Biomechanical Evaluation of 2 Techniques for Ulnar Collateral Ligament Reconstruction of the Elbow

George A. Paletta, Jr, MD*, Steven J. Klepps, MD{dagger}, Gregory S. Difelice, MD{ddagger}, Tracy Allen, MD§, Michael D. Brodt, MS, Meghan E. Burns, Matthew J. Silva, PhD and Rick W. Wright, MD||

From the * Center for the Athlete’s Shoulder and Elbow at the Orthopaedic Center of St Louis, Chesterfield, Missouri, {dagger} Montana Orthopedics, Billings, Montana, {ddagger} Ranawat Orthopaedic Center, New York, New York, § University of Kentucky, Lexington, Kentucky, and Department of Orthopaedic Surgery, Washington University School of Medicine, St Louis, Missouri

|| Address correspondence to Rick W. Wright, MD, Department of Orthopaedic Surgery, Washington University School of Medicine, One Barnes-Jewish Hospital, Suite 11300 West Pavilion, St Louis, MO 63110 (e-mail: rwwright1{at}aol.com).

Background: Elbow medial ulnar collateral ligament tears often result in pain and instability that may be career threatening in overhead-throwing athletes.
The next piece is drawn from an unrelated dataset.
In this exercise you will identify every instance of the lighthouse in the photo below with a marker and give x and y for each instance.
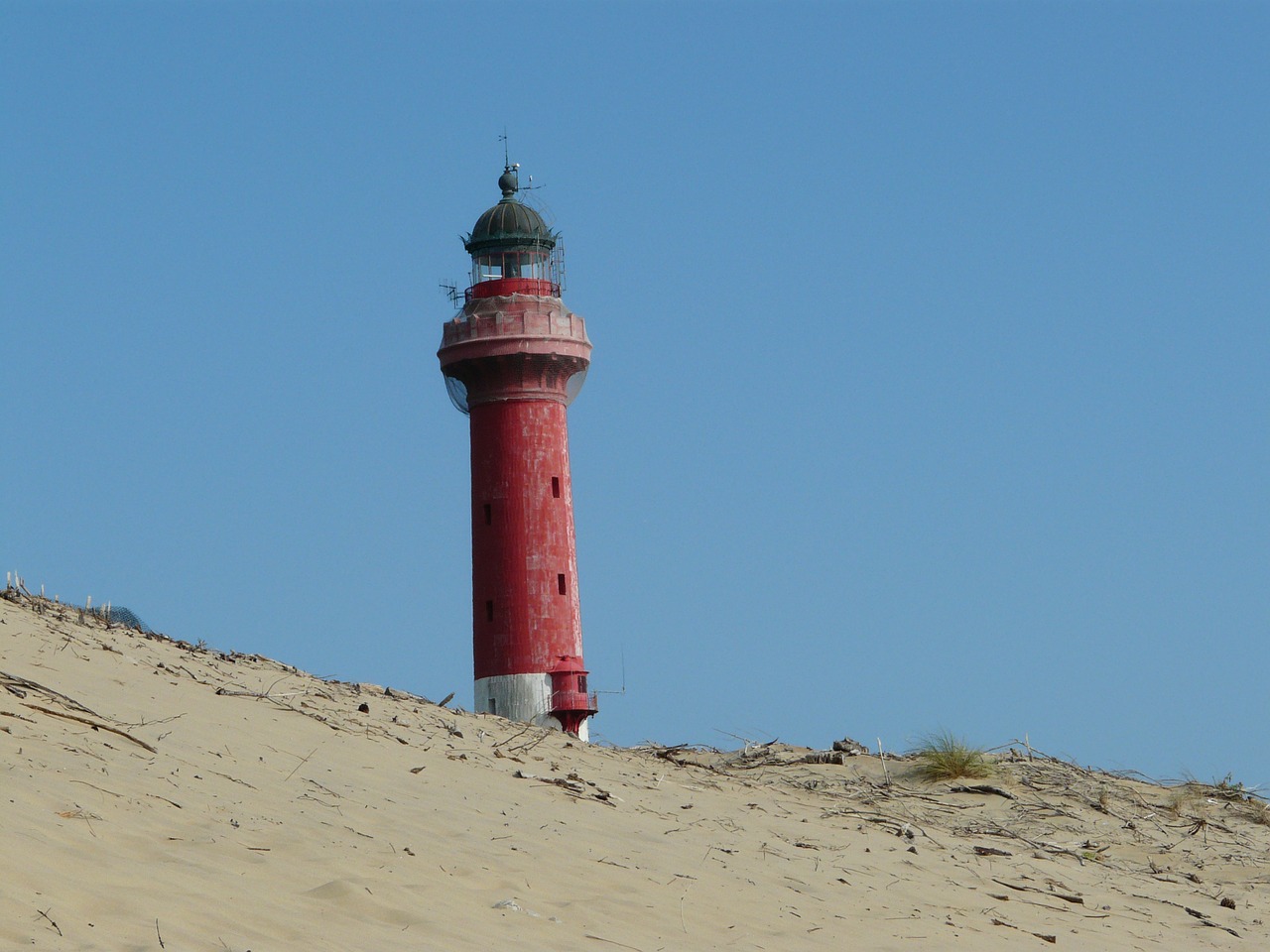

Surgical reconstruction is frequently chosen to treat this injury. Ulnar collateral ligament reconstruction as described by Jobe is the most commonly used technique. Testing of this construct has not demonstrated that the biomechanical parameters of the native ligament are restored. A more recent construct, the docking technique, may more reliably reproduce these factors.

Hypothesis: Increasing the number of strands of palmaris longus tendon graft used in ulnar collateral ligament reconstruction and tensioning them using the docking technique result in a construct with improved biomechanical parameters as compared with the Jobe technique.

Study Design: Controlled laboratory study.

Methods: Thirty-three fresh-frozen human cadaveric elbows were randomized into 3 subgroups: Jobe (11), docking (12), and native (10). The Jobe and docking groups underwent reconstruction using their described palmaris tendon graft constructs. The ulnar collateral ligament was left intact in the native group. Elbows were potted and tested using a servohydraulic materials testing machine to apply a valgus moment at 30° of elbow flexion. Maximal moments to failure, stiffness, and strain at maximal moment and with a 3 N·m force applied were determined using a 2-camera motion analysis system to track reflective markers spanning the site.

Results: The docking (14.3 N·m) and native (18.8 N·m) subgroups resulted in higher maximal moment to failure than did the Jobe (8.9 N·m) subgroup (P < .001). There was no significant difference between native and docking groups (P > .05). Native ligaments were stiffer (301.4 N·m) than were Jobe (74.3 N·m) or docking (80.8 N·m; P < .001). Native ligaments demonstrated lower strain at maximal force (0.087 mm/mm) and 3 N·m forces (0.030 mm/mm) than did the Jobe (0.198/0.057 mm/mm) or docking (0.287/0.042 mm/mm) subgroups. There was no difference in stiffness or strain between the Jobe and docking subgroups (P > .05).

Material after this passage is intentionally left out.